AFM Cloud Pro on Nvidia GPUs: what it means for enterprise in 2026

Apple's AFM 3 Cloud Pro runs on Nvidia GPUs in Google Cloud under Private Cloud Compute. What the architecture means for enterprise AI in 2026.

Read time: 14 min
Word count: 2.4K
Sections: 14
FAQs: 8

By Manu Shukla

Founder & Director June 22, 2026 Updated Jun 23, 2026

Frontier inference on confidential GPUs.

On this page · 14 sections

What AFM Cloud Pro is
How the trust model works
The enterprise gap: individual privacy is not enterprise observability
PCC is not the same as confidential computing
Build versus buy for your stack
A reference architecture for confidential inference
Questions to ask a confidential cloud vendor
Migrating a workload to confidential inference
The cost of getting it wrong
India-specific considerations
What to take from it
FAQ
How eCorpIT can help
References

Summary. AFM 3 Cloud Pro, the most capable model in Apple's third-generation Foundation Models, runs on Nvidia Blackwell GPUs inside Google Cloud rather than on Apple silicon. Announced at WWDC 2026 on June 8, it handles agentic tool use and complex reasoning at a quality Apple compares to Gemini frontier models, ramping to full capacity by the end of summer 2026. Apple held its privacy bar by extending Private Cloud Compute to Google Cloud with Nvidia Confidential Computing, Intel CPUs with TDX, and Google's Titan chip, configured so the GPUs cannot read Apple's servers. For enterprises evaluating frontier inference on rented confidential GPUs, which run from $2.12 to $14.24 per GPU-hour as of June 2026, this is the clearest blueprint yet, and also a warning: PCC optimises for individual non-targetability, not the observability and data residency an enterprise needs.

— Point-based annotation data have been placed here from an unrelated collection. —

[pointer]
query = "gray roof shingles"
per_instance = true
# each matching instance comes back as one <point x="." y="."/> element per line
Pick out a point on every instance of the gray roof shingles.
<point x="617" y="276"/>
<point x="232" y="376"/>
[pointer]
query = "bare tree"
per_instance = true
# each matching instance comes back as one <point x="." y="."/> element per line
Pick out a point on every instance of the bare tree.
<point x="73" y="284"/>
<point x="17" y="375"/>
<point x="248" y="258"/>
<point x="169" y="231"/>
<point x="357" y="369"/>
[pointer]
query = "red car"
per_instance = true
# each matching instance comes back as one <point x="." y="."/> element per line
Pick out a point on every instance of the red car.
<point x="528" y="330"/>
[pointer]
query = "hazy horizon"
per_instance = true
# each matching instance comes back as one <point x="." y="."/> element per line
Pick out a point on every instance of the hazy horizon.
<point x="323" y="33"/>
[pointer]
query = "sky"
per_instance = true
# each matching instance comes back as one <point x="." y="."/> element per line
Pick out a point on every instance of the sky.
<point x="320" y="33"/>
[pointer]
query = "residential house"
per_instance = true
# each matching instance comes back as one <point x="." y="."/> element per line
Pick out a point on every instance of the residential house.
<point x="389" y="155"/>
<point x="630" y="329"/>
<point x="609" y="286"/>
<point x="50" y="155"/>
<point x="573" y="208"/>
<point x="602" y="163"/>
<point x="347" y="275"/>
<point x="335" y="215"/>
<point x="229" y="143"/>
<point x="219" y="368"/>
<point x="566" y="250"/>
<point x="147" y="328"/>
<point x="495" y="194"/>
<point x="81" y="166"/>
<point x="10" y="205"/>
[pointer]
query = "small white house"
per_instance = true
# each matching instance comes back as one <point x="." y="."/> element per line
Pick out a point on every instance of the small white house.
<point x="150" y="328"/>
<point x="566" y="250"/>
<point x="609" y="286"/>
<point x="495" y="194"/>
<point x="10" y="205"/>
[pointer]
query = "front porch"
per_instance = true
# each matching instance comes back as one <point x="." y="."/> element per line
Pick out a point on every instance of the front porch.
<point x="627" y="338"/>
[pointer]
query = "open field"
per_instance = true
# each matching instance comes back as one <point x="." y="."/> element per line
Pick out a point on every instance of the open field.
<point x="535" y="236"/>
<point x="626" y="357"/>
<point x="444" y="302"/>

The context is a confidential computing market that Gartner places among its core 2026 architecture trends, projected past $42.74 billion in 2026 and expected to secure more than 75% of processing in untrusted infrastructure by 2029. Apple just gave that market its highest-profile production deployment. This article reads AFM Cloud Pro as an enterprise architect would: what it is, how the trust model works, and the specific places where Apple's individual-privacy design does not map onto enterprise requirements. It is the enterprise companion to our architecture breakdown of Apple Intelligence on Nvidia GPUs.

What AFM Cloud Pro is

AFM 3 Cloud Pro is the top tier of Apple's model stack. The on-device models handle routine work, AFM 3 Cloud carries the main server workload, and AFM 3 Cloud Pro is reserved for the hardest tasks: agentic tool use and complex reasoning. Apple runs it on Nvidia GPUs hosted in Google Cloud, and describes its quality in the range of Gemini frontier models, while maintaining that the model is its own, refined using Gemini outputs rather than served by Gemini, per CIO Dive and CNBC. Apple AI vice president Amar Subramanya said the models are "custom builds for Apple Silicon, trained using proprietary data, and refined using outputs from Gemini frontier models."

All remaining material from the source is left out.